Ein Projekt erinnert an verfolgte jüdische Spieler

Auf der Suche nach vergessenen Fußballern

Am Holocaust-Gedenktag stellte das Deutsche Fußballmuseum ein Lexikon über jüdische Fußballer ins Netz.

Niemand weiß, wie viele jüdische Fußballspieler es in Deutschland in der Zeit vor dem Nationalsozialismus gab. »Die Nationalsozialisten«, sagt der Direktor des Deutschen Fußballmuseums Manuel Neukirchner, »löschten nicht nur Leben aus, sondern auch Erinnerungen.« Die Konterfeis sportlich erfolgreicher ­Juden wurden aus Sammelalben entfernt, ihre Namen von Gedenkplatten gekratzt, ihre Gesichter aus Vereinsfotos herausretuschiert und ihre Erfolge aus Rekordlisten gestrichen. Mit dem digitalen Projekt »Niemals vergessen!
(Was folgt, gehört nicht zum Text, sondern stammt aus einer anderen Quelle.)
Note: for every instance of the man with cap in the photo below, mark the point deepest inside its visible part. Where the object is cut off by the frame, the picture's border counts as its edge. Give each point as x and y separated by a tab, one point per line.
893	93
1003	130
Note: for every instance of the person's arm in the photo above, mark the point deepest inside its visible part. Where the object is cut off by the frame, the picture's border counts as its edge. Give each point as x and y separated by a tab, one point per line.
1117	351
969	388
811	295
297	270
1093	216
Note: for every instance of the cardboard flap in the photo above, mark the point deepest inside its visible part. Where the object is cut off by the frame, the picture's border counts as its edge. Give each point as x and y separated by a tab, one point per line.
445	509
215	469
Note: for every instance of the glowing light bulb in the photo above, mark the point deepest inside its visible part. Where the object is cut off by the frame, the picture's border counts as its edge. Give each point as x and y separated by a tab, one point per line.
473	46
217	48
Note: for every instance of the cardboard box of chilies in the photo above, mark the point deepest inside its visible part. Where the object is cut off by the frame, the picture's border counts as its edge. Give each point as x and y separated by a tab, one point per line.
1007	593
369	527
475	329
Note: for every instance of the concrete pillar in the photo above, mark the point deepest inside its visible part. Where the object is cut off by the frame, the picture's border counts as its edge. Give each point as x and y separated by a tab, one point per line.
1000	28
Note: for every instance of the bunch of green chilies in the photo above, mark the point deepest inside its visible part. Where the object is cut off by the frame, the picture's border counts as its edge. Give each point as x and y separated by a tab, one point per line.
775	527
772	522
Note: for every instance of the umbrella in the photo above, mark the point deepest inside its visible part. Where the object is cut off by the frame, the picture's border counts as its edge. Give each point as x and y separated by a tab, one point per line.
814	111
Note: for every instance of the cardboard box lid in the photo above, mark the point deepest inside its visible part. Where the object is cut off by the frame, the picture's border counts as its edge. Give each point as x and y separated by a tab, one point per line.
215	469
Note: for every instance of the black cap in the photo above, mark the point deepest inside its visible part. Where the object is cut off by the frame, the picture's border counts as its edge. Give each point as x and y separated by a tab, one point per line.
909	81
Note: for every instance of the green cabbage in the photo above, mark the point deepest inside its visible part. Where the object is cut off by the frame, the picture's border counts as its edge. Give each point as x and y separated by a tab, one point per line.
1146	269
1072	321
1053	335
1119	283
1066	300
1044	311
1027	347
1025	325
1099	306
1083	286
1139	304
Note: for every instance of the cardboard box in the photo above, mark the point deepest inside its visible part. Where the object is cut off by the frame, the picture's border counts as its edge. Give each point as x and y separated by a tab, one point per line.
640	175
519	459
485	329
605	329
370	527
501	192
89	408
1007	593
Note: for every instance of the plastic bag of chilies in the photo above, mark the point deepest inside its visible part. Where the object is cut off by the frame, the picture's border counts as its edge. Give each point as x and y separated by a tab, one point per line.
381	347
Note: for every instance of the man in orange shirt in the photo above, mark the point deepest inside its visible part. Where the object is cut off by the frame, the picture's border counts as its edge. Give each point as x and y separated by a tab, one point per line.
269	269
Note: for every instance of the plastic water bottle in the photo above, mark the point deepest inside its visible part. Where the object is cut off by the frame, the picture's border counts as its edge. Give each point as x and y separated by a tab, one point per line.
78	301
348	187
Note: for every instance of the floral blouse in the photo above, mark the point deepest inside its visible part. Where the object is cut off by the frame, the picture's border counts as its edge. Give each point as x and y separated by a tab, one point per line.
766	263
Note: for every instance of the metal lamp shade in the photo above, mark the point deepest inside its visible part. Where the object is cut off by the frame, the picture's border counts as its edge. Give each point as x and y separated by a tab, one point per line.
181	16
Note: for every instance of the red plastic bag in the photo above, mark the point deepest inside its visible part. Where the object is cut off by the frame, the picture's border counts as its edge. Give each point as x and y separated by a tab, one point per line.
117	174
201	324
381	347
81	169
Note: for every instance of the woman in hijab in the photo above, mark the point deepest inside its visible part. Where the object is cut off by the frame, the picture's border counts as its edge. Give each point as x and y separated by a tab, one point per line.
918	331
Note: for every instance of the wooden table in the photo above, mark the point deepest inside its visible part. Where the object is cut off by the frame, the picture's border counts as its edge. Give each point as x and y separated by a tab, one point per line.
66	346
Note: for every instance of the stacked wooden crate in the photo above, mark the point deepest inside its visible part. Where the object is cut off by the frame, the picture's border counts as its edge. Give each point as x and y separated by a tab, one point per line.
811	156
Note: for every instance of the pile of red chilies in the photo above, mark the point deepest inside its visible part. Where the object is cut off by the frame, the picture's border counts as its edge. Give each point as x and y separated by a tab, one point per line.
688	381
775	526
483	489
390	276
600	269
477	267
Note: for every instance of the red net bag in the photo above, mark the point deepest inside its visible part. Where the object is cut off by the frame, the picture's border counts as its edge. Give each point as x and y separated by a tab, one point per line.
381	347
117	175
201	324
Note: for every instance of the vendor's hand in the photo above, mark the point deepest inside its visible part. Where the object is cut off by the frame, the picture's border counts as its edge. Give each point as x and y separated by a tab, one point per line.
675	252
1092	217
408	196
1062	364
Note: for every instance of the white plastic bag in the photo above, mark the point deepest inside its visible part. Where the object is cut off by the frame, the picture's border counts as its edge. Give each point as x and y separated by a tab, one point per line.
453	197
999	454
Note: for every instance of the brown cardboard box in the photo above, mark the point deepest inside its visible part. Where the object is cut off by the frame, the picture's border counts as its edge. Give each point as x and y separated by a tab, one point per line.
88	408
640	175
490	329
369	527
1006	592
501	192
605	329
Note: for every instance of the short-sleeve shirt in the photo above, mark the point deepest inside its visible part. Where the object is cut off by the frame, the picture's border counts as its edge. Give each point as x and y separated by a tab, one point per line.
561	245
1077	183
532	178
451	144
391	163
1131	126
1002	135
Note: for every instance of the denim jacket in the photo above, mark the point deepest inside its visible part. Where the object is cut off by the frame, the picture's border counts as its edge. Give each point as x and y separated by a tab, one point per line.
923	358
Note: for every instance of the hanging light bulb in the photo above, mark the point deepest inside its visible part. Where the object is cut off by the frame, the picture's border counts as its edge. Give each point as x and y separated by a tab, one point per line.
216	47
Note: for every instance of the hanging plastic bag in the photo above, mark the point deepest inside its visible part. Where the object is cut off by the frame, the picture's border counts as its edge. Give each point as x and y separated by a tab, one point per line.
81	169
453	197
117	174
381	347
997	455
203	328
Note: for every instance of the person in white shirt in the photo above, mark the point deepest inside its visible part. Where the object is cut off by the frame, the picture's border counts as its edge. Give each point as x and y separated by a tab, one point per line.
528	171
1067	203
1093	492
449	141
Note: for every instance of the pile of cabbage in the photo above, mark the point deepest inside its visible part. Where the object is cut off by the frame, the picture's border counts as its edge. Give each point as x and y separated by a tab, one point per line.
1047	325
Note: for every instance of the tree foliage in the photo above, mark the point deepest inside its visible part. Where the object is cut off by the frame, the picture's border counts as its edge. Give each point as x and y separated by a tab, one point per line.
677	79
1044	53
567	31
Das Online-­Lexikon verfolgter jüdischer Fuß­baller« mache man auf das Schicksal verfemter und ermordeter jüdischer Sportpioniere aufmerksam, die dem Fußball in Deutschland einst wichtige Impulse gaben, betont Neukirchner. »Zudem ist es unser Anliegen, ein permanentes Zeichen gegen jede antisemitische und rassistische Tendenz im heutigen Fußball zu setzen.«

Das Lexikon verfolgter jüdischer Fußballer ist ein Open-Source-Projekt, bei dem jeder mitmachen und selbst Texte hochladen kann, die Mitarbeiter des Fußballmuseums dann nach Sichtung freischalten.

Mit der Veröffentlichung des Lexikons am 27. Januar, dem Internationalen Tag des Gedenkens an die Opfer des Holocaust, ist die Arbeit daran, jüdischen Kickern wieder Namen und Geschichte zu geben, nicht abgeschlossen. Vielmehr soll sie der Beginn einer intensiveren Suche nach vergessenen Spielern sein. Das ­Fußballmuseum bittet Vereine, aber auch Fans, die Arbeit fortzuführen. Das Lexikon ist ein Open-Source-Projekt, bei dem jeder mitmachen und selbst Texte hochladen kann, die Mitarbeiter des Museums dann nach Sichtung freischalten.

Die bislang veröffentlichten biographischen Notizen sind also erst der Anfang. Sie entstanden in Zusammenarbeit mit Vereinen, Fangruppen, Archiven und Fußballmuseen. Hertha BSC Berlin, Schalke 04 und Lokomotive Leipzig waren ebenso daran beteiligt wie das Museum des FC Bayern München und das Fanprojekt der Stuttgarter Kickers.

Das Deutsche Fußballmuseum löse mit der Veröffentlichung ein Versprechen ein, das es beim Festakt zum 100. Geburtstag der Maccabi World Union im vergangenen Sommer gegeben habe, heißt es auf der Web­site des Museums. Der jüdische Sportverband Makkabi Deutschland ist auch Kooperationspartner und Unterstützer des Projekts.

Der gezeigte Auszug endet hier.